Cobblers Face The Boot In Moscow
"My name is Yukhan Daniilovich Bavidov," says a man working in a small street stall. "I've been here in Moscow since 1955. I've had two cobbler's stalls, and I've been in this one for 35 years. Before that I worked in a stall on Chekhov Street, as it used to be called. Now it's Little Dmitrovka Street."
A Service In Demand
Trade is brisk at Bavidov's tiny stall, located just a stone's throw from the Bolshoi Theater in central Moscow. A long row of shoelaces, in every size and color, hangs from a piece of wire that stretches the length of his shop window. Inside, there's just enough room for a cobbler's wheel, a rickety stool, and a battered leather satchel full of tools.
A distraught young woman in an expensive suit comes in to have the heel of one of her gold stilettos repaired. She perches on a pile of boxes, as Bavidov lovingly tends to the shoe. Then an old man arrives with three pairs of well-worn winter boots wrapped in a paper bag.
Like many of Moscow's cobblers, Bavidov is an Assyrian Christian, descendents of the ancient kingdom of Assyria through which the Euphrates and Tigris rivers flowed. Bavidov's parents lived in Ottoman Turkey until the empire targeted the Assyrian diaspora in 1914, reportedly massacring hundreds of thousands.
Like thousands of others, Bavidov's parents fled to Russia and the South Caucasus, where they were granted asylum by the tsar.
"From the time of World War I we started to work, to labor, so the sweat stood on our brows, he said. "And then, in 1949, 90 percent of the Assyrian population was banished to Tomsk in Siberia. Most came from Azerbaijan and Georgia. When they arrested us, they forced us to say that we were Kurds, not Assyrians. But we kicked up a great fuss. We wouldn't say we were Kurds. We are Assyrians, and we will always be Assyrians."

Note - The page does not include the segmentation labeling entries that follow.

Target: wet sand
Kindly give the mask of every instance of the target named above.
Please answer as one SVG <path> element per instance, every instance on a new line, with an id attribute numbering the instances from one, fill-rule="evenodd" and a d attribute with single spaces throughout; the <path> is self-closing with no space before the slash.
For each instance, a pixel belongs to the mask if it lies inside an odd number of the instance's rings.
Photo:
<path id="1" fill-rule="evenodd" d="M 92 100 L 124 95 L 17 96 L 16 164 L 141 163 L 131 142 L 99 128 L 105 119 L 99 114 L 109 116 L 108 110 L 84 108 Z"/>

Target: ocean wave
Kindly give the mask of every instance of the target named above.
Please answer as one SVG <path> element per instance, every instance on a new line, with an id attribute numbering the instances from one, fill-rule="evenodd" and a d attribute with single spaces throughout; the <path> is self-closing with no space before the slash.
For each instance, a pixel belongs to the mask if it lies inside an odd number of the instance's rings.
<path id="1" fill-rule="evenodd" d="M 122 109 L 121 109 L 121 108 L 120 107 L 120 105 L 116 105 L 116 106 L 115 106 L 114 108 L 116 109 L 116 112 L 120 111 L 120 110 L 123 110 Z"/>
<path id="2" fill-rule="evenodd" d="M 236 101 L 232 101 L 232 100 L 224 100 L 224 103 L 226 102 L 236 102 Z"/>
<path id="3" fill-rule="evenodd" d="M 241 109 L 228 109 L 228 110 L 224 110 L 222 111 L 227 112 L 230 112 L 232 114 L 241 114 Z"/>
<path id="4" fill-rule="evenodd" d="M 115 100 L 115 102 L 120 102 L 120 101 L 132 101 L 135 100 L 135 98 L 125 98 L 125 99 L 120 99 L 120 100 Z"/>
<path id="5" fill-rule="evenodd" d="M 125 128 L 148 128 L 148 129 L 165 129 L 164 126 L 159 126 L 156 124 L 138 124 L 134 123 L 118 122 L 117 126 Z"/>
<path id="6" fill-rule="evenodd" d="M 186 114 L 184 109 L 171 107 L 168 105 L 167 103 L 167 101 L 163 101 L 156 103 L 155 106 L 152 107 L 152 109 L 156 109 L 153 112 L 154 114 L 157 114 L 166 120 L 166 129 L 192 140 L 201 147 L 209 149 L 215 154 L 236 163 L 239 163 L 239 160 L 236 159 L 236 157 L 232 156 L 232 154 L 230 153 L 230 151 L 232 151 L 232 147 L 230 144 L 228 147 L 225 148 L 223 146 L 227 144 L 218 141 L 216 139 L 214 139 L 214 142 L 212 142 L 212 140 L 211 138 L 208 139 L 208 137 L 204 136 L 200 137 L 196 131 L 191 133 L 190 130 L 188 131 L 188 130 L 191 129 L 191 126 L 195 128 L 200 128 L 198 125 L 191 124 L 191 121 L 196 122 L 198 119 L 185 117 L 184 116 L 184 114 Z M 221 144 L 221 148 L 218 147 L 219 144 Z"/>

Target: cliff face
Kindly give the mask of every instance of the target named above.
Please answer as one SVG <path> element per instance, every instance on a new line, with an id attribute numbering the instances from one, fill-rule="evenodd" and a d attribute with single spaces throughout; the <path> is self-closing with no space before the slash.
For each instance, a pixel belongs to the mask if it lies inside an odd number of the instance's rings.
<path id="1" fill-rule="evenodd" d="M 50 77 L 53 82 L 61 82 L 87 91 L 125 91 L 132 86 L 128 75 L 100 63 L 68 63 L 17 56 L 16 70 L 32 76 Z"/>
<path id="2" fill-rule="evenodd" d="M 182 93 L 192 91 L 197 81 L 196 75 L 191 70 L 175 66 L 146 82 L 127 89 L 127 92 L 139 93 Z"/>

Not Following In Dad's Footsteps
Bavidov's family was rehabilitated in 1955 and he moved to Moscow, where he was apprenticed to an Armenian shoemaker. Bavidov says that in those days, 90 percent of Moscow's Assyrian community worked as cobblers and shoe-shiners. The more experienced ones had their own stalls, the younger ones simply set up shop on the pavement.
But today, he says sadly, their children don't want to follow in their fathers' footsteps.
"The old ones have gone, the young ones don't want to be cobblers," he added. "They've become too bright. They have different qualifications. Look here, I have four children. The first went to university. The second went to university. The third went to a vocational college. Do you really think they'd want to become cobblers now?"
Bavidov sets to work hammering a steel cap onto the heel of a man's leather shoe. But this is a sound fast disappearing from the streets of Moscow. It isn't just that Russia's Assyrian community is moving away from the cobbler's trade.
Beware Of Luzhkov
Yury Luzhkov, the powerful mayor of Moscow, has declared war on the thousands of stalls and kiosks that clutter the capital's streets.
This week, he told television viewers that street stalls were unsanitary and provided poor service -- and vowed to get rid of them all.
But Bavidov, who has lived through exile to Siberia, World War II and the births of four children, seven grandchildren, and one great grandchild, is not worried.
"Oh yes, I read an article about this! But how is he going to do it? OK, so he clears them all away. Fine. But what is he going to do with the people who work in them? Are they just supposed to lie down and die? You have to provide for people. But what do I have to be afraid of now? What do I have to fear? Let's just wait and see what happens."